Besides, the high degree of policy inconsistency also remains a major problem affecting the industry. The contradictions and confusion inherent in the downstream sector have remained intractable. The four existing refineries are still grossly underperforming below capacity. What then is happening to the huge allocation of crude to the NNPC? If this allocation is effectively refined and the products released, it should go a long way to meet local demand and reduce dependence on importation. Therefore, the oil allocation to the NNPC should be discontinued since it ends up being managed in ways that are far from satisfactory.
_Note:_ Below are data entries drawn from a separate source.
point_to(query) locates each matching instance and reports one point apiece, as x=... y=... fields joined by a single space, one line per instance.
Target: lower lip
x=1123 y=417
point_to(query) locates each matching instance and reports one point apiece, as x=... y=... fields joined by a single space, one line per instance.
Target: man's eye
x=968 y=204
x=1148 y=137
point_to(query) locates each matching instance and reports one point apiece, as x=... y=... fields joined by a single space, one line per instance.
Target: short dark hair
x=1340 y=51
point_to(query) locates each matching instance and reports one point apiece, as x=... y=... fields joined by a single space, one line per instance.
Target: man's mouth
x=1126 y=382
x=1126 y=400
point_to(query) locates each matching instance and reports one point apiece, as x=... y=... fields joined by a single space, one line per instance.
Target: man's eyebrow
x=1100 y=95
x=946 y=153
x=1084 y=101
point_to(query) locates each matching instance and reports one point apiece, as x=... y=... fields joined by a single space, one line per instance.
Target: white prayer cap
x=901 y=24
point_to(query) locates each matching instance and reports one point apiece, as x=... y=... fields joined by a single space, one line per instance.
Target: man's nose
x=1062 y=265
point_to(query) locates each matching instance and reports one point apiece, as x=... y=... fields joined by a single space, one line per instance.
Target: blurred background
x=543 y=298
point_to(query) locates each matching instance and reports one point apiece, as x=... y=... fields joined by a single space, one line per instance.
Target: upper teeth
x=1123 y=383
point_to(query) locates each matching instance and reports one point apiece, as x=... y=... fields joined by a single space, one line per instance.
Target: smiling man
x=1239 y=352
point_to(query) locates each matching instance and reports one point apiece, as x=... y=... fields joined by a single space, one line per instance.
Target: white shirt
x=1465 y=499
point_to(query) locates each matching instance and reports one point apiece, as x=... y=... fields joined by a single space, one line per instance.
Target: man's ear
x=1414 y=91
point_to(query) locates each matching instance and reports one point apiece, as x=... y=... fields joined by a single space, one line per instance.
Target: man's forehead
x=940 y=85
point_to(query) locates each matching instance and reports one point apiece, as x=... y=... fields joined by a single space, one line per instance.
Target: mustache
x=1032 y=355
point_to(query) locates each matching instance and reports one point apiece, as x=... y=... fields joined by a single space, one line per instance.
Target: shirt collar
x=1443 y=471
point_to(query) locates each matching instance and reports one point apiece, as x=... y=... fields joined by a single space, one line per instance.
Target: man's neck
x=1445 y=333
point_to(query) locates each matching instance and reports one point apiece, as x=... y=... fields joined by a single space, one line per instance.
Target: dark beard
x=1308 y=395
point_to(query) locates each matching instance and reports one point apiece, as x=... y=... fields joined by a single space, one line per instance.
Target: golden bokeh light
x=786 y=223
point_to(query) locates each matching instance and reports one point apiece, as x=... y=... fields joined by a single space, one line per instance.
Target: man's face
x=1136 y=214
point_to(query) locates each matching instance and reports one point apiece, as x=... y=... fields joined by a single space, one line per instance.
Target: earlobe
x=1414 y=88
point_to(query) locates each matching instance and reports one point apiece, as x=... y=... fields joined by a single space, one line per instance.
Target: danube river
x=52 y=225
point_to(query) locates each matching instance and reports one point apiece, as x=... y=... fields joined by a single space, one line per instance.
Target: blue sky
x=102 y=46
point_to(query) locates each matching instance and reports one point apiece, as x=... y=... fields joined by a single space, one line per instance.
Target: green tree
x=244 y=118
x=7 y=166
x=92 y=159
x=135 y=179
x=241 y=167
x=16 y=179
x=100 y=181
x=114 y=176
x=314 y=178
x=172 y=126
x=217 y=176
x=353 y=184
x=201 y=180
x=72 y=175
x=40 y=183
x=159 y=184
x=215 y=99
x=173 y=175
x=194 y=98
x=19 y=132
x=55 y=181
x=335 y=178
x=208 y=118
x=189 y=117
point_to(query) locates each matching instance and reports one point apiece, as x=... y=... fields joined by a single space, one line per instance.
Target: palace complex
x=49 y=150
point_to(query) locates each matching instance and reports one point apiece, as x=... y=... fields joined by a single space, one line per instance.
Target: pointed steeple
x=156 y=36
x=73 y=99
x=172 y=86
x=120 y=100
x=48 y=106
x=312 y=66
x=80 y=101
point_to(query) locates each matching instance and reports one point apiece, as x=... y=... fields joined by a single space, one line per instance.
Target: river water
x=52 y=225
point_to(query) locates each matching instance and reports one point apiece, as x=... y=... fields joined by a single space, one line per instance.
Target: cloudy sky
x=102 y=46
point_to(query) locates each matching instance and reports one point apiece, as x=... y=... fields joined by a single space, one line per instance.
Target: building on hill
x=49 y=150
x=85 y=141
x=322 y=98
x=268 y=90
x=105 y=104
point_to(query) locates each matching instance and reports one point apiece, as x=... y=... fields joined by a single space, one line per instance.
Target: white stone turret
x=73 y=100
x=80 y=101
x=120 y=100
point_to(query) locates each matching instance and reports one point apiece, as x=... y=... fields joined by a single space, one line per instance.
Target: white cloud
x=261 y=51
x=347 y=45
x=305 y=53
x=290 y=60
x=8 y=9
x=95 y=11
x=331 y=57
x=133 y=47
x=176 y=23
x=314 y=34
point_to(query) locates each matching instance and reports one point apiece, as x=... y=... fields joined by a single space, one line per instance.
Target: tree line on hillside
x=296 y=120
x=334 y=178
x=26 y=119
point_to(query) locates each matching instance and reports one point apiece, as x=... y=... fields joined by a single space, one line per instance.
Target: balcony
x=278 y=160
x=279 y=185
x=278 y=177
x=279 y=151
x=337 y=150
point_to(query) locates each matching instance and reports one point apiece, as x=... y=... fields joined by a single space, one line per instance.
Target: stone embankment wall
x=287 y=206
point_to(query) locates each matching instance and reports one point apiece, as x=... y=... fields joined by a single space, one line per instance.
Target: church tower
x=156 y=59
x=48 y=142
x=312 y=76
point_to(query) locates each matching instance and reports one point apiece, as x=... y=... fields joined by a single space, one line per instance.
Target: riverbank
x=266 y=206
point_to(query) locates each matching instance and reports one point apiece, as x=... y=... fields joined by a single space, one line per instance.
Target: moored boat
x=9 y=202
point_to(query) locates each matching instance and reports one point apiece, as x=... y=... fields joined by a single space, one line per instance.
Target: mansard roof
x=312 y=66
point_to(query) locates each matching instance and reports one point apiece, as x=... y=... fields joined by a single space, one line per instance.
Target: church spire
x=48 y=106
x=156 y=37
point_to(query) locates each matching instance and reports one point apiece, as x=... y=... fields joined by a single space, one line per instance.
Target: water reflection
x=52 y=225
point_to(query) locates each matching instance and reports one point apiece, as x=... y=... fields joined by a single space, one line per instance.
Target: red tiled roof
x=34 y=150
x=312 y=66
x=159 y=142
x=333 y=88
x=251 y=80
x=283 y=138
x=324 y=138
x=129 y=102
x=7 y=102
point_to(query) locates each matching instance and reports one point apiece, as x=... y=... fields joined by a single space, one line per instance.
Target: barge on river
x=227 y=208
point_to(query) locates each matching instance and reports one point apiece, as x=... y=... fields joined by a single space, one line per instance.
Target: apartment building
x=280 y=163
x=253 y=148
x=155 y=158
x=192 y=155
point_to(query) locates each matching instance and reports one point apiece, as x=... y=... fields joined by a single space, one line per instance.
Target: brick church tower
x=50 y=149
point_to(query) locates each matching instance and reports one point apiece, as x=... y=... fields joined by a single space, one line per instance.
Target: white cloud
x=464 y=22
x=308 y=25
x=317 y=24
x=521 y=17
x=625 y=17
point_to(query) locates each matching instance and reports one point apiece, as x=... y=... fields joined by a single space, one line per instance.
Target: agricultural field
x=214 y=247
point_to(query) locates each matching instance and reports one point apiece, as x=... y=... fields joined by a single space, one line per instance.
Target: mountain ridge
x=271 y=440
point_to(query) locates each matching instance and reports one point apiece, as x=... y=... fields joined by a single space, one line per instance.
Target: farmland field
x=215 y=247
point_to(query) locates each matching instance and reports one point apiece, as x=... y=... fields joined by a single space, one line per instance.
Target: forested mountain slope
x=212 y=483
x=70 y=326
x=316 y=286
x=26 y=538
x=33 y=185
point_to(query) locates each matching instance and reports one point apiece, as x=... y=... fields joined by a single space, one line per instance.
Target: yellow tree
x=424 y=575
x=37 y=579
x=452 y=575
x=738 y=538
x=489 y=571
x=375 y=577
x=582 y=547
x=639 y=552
The fact of the matter is that NNPC’s opaque management system can hardly be said to have changed under Kachikwu.

 

The NNPC symbolizes the endemic and systemic corruption that has become second nature to Nigeria. Because of the huge and varied opportunities the oil industry offers political leaders to lubricate the wheels of their extended patronage networks and fill their pockets, it would seem there is a deliberate ploy to keep the sector down. Over the years, successive administrations seemed to cash-in on the corruption in the sector to further their political and economic interests. Little surprise the PIB is on life support at the ICU (intensive care unit) in the National Assembly.

 

With all the machinery at the disposal of government and its agencies, all that is needed to make fuel available is good planning and transparency. Whether it is granting of licenses or the actual importation, proactive planning would ensure the availability of petrol and avoidance of embarrassment as well as the untold hardship visited on hapless Nigerians. The usual excuse by the NNPC that the scarcity is caused by panic buying is no longer acceptable. The country has had enough of the buck-passing.

 

Nigeria cannot afford to continue along this path of self-destruction. If the whole hue and cry about the change agenda will ever transcend the realm of cliché, one of the surest ways of doing that is to find a sustainable way of making fuel available to Nigerians. The starting point will be dealing decisively with the flip-flops of Nigeria as a foundation for regaining some measure of international credibility and restoring investors’ confidence in the oil industry and in Nigeria.